Once the surgery has been performed the surgeons will submit their notes on each participant at
all follow-ups up to the first year. During this time there will not be any extensive interviewing
so the participant can recover. For the next 10 years each participant will be required to have a
follow-up with their surgeon to have a physical evaluation, the findings for those will be
submitted into the participants file. Along with the physical evaluations each year, there will also
be a psychological evaluation completed by a licensed psychologist, the results will also be
submitted and put into the participants file. Considering that participants will have their surgeries
at different times in the same calendar year, it will take the 10 years of collection and then
approximately 1 to 2 years to have a final report for both groups and then the groups will be
compared and find the results to how the participants did after the surgery, to see if there is any
correlation with the preoperative weight loss.

Procedure:
For each group of participants they will be asked by their surgeon if they would like to
participate in the research study. The surgeons that are willing to participate and ask their
patients, will be given a detailed letter explaining the research and will include which group they

will be in, how they will be studied, what they will be required to do if they decide to participate,
and contact information if they have any questions when considering the study. If the participant
decides to be included their name and contact information will be released and will contact them
directly about the study and ask to meet them in person to explain the study to them in person to
make sure they fully understand what will be done.
Once the participant is part of the study they will then go on about their surgery and only
their information will be released. Then, as mentioned above, the study will begin and go as
described above.

Ethical Consideration:
When it comes to this research study there are certain ethical considerations to be mindful
of. Since there are human participants they will have full disclosure of the study and we will be
planning to meet them all in person to be sure that they are in full understanding of what will be
happening. When it comes to physical and psychological evaluations no specific information will
be mentioned in the research. The only components will have to do with the percentage of weight
loss and the change in their psychological health, along with any co-morbidities that resolve over
the time of the study. The participants will also know that if at any time there is anything that
they are not comfortable with will be addressed and there will be a solution to the issue. Along
with this the participants will be, if needed put into the certain subgroups for consideration if
needed.

Resources

Alami, R. S., Morton, J. M., Schuster, R., Lie, J., Sanchez, B. R., Peters, A., & Curet, M. J.
(2007). Is there a benefit to preoperative weight loss in gastric bypass patients? A
prospective randomized trial. Surgery for Obesity and Related Diseases, 3(2), 141-145.
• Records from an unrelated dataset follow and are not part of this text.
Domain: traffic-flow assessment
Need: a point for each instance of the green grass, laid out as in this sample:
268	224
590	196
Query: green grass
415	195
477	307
Benotti, P. N., Still, C. D., Wood, G. C., Akmal, Y., King, H., El Arousy, H., ... & Strodel,
W. (2009). Preoperative weight loss before bariatric surgery. Archives of Surgery,
144(12), 1150-1155.

Livhits, M., Mercado, C., Yermilov, I., Parikh, J. A., Dutson, E., Mehran, A., ... &
Gibbons, M. M. (2009). Does weight loss immediately before bariatric surgery improve
outcomes: a systematic review. Surgery for Obesity and Related Diseases, 5(6), 713-721.

Still, C. D., Benotti, P., Wood, G. C., Gerhard, G. S., Petrick, A., Reed, M., & Strodel, W.
(2007). Outcomes of preoperative weight loss in high-risk patients undergoing gastric
bypass surgery. Archives of surgery, 142(10), 994-998.